Economic guru Peter Schiff is warning savvy investors that the controversial digital currency bitcoin is the “biggest bubble I’ve ever seen.”

The CEO and chief global strategist of Euro Pacific Capital Inc. said he is sure that the digital, virtual currency is a bubble, describing it as very dangerous.

“In fact, it's probably the biggest bubble I've ever seen in my career as an investor and I've seen quite a few bubbles,” he recently told RT, a Russian international television network funded by the Russian government.

Meanwhile, the biggest cryptocurrencies resumed their decline on Sunday, failing to reverse a selloff that began when bitcoin’s unprecedented rally fell short of breaking above $20,000, Bloomberg reported.

A rebound on Saturday fizzled in the afternoon and traders turned pessimistic again, driving bitcoin down 13 percent in the past 24 hours. The drop among the 10 largest digital coins, ranging up to 19 percent for iota, brings more end-of-year weakness to a market that just had its worst four-day tumble since 2015.

Bitcoin was at $13,288 as of Sunday midday Eastern time. That’s almost one-third off its record high of $19,511, based on prices compiled by Bloomberg. Ethereum, the No. 2 cryptocurrency by market value, also dropped 13 percent in the past 24 hours, to $651.16, CoinMarketCap data show.

To be sure, Schiff explained that such volatile price gyrations probe his theory that bitcoin is a bubble.

“I'm familiar with this psychology that surrounds them and bitcoin has all of the characteristics of a bubble. In fact, it's not just bitcoin, it's the entire cryptocurrency space,” he said.

“It is a pure speculative, digital asset that as soon as it stops going up, it's going to implode,” he said.

“Maybe we've seen the top, and maybe we haven't. I think when the top is in, I think this thing is going to come crashing down it's not just going to go down slowly," he explained.

“There's an expression that ‘markets take the stairs up and the elevator down.’ Bitcoin took a rocket ship up and it's going to come down even faster," he said,

And the consequences can be severe if investors aren't careful, he warned.

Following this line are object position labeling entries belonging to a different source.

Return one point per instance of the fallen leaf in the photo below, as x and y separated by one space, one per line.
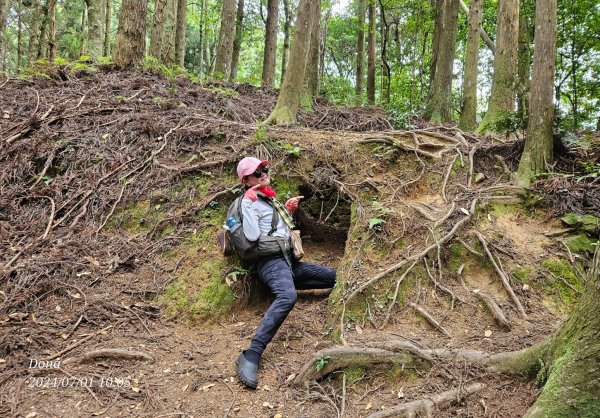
206 388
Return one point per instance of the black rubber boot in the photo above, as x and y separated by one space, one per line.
247 371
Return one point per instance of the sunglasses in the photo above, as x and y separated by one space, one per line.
260 172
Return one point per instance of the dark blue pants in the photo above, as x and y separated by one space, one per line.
277 274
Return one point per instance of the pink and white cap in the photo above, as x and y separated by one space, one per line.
248 165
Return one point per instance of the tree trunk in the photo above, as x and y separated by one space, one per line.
571 365
468 114
288 101
438 108
94 30
130 42
237 40
360 53
224 51
371 54
311 75
34 30
524 65
180 32
286 38
84 30
52 33
502 97
386 72
270 52
3 20
107 27
157 32
538 144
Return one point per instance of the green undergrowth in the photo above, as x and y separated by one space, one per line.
562 297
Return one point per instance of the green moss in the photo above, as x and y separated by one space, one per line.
582 243
556 287
353 374
522 274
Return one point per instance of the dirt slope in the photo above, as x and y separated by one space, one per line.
113 186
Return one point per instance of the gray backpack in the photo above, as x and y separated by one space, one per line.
232 240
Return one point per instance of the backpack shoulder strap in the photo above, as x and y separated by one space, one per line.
275 218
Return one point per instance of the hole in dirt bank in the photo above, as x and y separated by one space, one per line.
323 218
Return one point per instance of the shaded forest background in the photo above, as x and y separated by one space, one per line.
186 34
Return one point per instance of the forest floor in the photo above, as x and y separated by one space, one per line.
113 186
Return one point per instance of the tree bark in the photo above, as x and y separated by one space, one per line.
385 66
371 54
311 75
224 51
289 97
3 20
468 115
237 40
94 30
538 144
107 27
130 42
180 33
158 29
270 52
286 38
524 65
438 108
360 53
502 97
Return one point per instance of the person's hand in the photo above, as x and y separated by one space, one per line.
292 203
251 193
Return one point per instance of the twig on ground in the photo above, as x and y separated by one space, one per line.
430 319
502 275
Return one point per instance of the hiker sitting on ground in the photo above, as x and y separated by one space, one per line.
281 273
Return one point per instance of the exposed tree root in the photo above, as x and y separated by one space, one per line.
340 357
493 307
426 407
430 319
502 275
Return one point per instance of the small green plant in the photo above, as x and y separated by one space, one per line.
376 224
322 361
292 150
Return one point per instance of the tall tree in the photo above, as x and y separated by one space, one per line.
130 42
311 75
270 51
538 144
107 27
438 109
360 52
524 65
224 51
371 53
180 27
468 114
288 101
237 40
3 20
94 30
286 37
502 96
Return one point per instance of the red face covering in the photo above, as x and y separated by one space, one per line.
268 191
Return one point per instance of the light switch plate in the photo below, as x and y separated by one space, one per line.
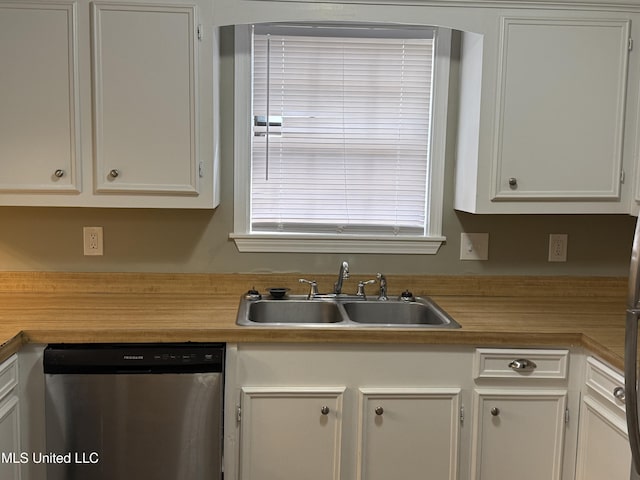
474 246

“People who are buying into this thing at these prices or higher prices are going to lose basically everything,” he said.

“These currencies are going to trade to zero or pretty close to it once this bubble pops, because right now the only reason that people are buying bitcoin is because the price is going up," je said.

"And when it turns around then they're going to be selling it for the same reason. There's no value in the bitcoin. You can't use it as money, it's too slow, it's too expensive and too volatile so it's not a medium of exchange it's not a ‘store of value’ because there's no value to store," he said.

Schiff isn't alone in his skepticism about bitcoin and other cryptocurrencies.

Mike Novogratz, the former macro hedge fund manager at Fortress Investment Group, on Friday told Bloomberg he had halted plans to launch a crypto-currency hedge fund.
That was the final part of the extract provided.